On the other hand, they irresponsibly passed a marijuana legalization bill that cannot be enforced and makes it easier to access a drug that impairs the mind. This against the opinions of their own experts in the medical and law enforcement fields (and also while the state Agency of Education promotes mind-challenging STEM programs). Now they want to expand access to marijuana by instituting tax-and-regulate legislation, while disregarding any discussion of how to assess impairment or regulate abuse of the drug.

All I can see is that they seem to legislate by populism, rather than by what’s in the public’s best interest. And with open sales and taxation of pot, all they can see is dollar signs. How long before the state becomes so dependent on drug money that it starts spending tax dollars to promote drug use? How does the state promote educating the minds of our children while also promoting a drug which impairs them? How does the state protect against impaired drivers when it has no ability to enforce over-indulgence?

I’d like to hear from our legislators, because I’ve lost a lot faith in them to do what is best for Vermont.

STEPHEN RAYMOND

Sharon

Many were cold, few frozen in pursuit of clear ice

Thank you to the ice men and women of the Upper Valley who have kept the ponds and rinks clear.

Matt Bing, Sam Kidder and Matt Perry have been out on Occom Pond almost every day since Christmas.

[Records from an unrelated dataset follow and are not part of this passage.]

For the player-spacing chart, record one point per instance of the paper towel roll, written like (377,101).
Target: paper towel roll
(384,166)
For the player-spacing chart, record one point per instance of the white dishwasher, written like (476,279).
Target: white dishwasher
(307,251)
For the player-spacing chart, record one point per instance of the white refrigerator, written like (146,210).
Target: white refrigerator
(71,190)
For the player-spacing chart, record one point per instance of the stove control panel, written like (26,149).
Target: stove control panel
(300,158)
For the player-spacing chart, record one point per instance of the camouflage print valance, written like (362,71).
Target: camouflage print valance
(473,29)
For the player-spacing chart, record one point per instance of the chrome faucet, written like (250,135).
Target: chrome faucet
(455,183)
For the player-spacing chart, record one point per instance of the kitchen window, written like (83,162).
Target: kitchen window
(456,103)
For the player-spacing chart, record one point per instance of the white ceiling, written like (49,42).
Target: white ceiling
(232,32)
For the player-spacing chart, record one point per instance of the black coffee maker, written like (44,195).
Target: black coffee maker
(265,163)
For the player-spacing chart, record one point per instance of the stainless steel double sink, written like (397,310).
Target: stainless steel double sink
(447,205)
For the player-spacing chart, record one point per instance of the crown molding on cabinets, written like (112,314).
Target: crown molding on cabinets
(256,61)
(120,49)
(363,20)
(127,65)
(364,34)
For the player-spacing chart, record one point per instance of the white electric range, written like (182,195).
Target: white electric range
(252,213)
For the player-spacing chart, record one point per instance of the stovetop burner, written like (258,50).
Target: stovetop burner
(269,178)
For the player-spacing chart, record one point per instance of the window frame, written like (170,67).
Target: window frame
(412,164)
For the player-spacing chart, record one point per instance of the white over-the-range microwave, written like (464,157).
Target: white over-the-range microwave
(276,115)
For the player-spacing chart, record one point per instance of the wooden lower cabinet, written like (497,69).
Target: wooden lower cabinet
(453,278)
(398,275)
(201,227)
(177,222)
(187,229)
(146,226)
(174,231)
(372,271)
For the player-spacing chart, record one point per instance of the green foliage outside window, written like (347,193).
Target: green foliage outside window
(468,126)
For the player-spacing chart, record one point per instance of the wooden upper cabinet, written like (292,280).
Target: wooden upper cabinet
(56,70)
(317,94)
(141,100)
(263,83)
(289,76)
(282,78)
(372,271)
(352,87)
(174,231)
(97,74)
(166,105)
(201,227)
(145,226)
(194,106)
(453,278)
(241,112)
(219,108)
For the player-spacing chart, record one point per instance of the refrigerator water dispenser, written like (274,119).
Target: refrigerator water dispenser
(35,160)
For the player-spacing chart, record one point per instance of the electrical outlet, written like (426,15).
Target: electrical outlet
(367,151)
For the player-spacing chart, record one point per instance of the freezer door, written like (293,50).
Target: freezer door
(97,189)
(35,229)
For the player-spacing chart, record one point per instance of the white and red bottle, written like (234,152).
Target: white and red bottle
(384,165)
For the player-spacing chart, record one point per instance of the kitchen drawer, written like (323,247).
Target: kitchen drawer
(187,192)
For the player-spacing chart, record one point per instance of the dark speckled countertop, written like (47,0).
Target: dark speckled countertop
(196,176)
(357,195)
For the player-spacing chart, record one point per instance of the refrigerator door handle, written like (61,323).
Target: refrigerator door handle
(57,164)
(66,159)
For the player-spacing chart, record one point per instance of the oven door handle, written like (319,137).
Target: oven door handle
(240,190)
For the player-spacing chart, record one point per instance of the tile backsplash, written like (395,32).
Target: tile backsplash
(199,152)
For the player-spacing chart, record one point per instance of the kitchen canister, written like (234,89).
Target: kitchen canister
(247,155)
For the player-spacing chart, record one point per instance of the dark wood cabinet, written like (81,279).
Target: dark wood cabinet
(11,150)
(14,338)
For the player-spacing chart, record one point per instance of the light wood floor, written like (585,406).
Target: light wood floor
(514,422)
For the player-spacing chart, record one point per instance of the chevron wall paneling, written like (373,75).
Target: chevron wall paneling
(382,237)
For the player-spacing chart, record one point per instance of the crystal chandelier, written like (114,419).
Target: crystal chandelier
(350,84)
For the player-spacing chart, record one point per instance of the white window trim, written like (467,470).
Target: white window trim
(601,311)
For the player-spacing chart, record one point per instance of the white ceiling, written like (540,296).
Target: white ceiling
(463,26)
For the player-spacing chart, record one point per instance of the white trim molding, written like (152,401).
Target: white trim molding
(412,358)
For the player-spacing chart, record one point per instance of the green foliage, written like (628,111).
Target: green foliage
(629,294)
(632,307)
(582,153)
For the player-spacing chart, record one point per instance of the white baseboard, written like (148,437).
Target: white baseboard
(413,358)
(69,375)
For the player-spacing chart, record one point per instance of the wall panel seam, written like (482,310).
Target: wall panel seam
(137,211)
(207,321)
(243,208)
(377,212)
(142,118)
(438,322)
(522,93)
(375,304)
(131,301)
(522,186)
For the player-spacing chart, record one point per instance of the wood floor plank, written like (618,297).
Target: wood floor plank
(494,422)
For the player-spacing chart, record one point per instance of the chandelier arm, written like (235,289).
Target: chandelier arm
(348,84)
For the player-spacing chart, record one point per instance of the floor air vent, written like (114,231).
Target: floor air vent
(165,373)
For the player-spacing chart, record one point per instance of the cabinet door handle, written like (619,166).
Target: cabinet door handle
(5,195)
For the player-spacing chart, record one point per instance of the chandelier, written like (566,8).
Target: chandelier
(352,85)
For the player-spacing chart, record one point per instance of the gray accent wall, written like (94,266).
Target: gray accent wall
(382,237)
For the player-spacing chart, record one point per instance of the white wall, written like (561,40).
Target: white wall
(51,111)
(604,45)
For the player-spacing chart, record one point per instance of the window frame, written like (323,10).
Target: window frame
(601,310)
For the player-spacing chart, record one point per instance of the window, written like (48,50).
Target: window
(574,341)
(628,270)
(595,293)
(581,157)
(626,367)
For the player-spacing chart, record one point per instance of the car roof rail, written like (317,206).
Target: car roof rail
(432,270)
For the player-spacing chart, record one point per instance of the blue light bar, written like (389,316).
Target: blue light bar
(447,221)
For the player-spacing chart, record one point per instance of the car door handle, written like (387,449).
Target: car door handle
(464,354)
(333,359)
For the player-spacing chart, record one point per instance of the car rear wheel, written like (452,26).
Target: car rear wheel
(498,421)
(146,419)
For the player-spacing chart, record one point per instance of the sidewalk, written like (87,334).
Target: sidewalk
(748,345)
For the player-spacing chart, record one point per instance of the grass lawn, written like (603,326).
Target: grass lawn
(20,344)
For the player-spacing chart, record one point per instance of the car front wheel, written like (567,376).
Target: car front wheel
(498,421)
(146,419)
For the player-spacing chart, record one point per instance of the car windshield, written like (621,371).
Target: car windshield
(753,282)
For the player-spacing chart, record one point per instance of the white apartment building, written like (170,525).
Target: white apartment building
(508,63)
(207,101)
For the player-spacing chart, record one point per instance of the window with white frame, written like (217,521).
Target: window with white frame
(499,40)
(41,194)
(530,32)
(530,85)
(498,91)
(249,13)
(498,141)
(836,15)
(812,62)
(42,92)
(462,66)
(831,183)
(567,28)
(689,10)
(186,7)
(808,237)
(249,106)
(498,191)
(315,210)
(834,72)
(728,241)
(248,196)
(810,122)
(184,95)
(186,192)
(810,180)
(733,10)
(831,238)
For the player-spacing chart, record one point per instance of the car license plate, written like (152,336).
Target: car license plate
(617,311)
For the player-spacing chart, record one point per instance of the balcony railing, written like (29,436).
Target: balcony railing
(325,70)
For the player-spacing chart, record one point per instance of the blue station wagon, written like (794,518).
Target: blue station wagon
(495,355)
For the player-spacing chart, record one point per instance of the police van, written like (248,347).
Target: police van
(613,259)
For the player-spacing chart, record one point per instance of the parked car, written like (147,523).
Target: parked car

Keeping three to four acres of ice cleared and planed is challenging. Weird weather, including heavy snows that sank and flooded the ice plus four rainy thaws, hurt. However, thanks to the support from Dartmouth College and the hard work of “Binger,” Sam and Matt from L&M Contractors, lots of safe and super skating was possible.

The Occom Pond Party on Feb. 10 attracted maybe 2,000 winter lovers. Dedicated volunteers maintain many outdoor skating rinks around the Upper Valley — Norwich, Lyme, Thetford, Etna and many others. “Many were cold, but few were frozen” is an old Catholic school joke. Please join the “chosen cold” ice keeper volunteers in your community and enjoy our winters while we still have them.

WILLIAM YOUNG

Hanover

All politicians need a dose of the dismal science

Wouldn’t it make sense to require all elected politicians (local, state and federal) to successfully complete a course on basic economics before they are allowed to propose or vote on any legislation that deals with fiscal policy, including taxes, spending and wages?